Berkower on the Atonement

Berkower on the Atonement February 16, 2007

I just got my hands on a copy of Logos Bible Software’s electronic edition of Berkower’s Works. Regular readers will not be surprised that I went straight to the book on the atonement. If this couple of paragraphs from the introduction are anything to go by, I’m in for a treat as I dip into this from time-to-time during my studies of the Scriptures:

“It is not difficult to point out this one-sidedness in various expositions, which always results in impoverishment of the Christ conception. For example: frequently the attempt has been made to bring the work of Christ under one theme, e.g., that he is our example. It cannot be denied that Scripture does mention this, even in connection with a very concrete and central act of Christ, namely, the washing of the disciples’ feet: “For I have given you an example” (John 13:15; cf. 1 Peter 2:21). But others, opposing this isolation of certain aspects of Christ’s work, have mistakenly neglected his exemplary function, as if his cause could be served by combating one-sidedness with neglect! Again, some have placed their whole emphasis on Christ’s obedience. Christ’s obedience certainly is essential in the actuality of his work, for the Church confesses his active and passive obedience. But frequently this obedience has been emphasized while Christ’s deity was attacked, and thus his obedience became a kind of conscientiousness belonging to the man, Jesus of Nazareth, making him more and more an object of God’s favor. The portrait thus created was nothing but the distorted Christ-idea of liberal Christology.
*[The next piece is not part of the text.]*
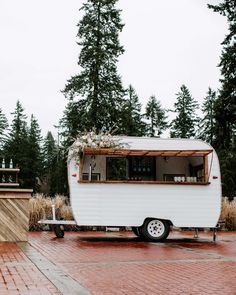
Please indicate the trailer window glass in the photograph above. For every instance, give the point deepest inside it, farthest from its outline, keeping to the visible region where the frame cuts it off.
(142, 168)
(116, 168)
And, finally, we mention the one-sided ideas concerning the love of Christ. Indeed, Scripture is overflowing with this love, and Paul prays that the Church may fully comprehend it, but frequently this love was so over-emphasized that it violated God’s righteousness and so could no longer be a correct description of the work of Christ. The entire representation became so distorted that finally God’s wrath was pushed entirely into the background; it was said that God’s wrath is only a misconception on our part, from which Jesus Christ came to deliver us by his message that this love was God.”

G. C. Berkouwer, The Work of Christ (Grand Rapids: W. B. Eerdmans Pub. Co., 1965), 12.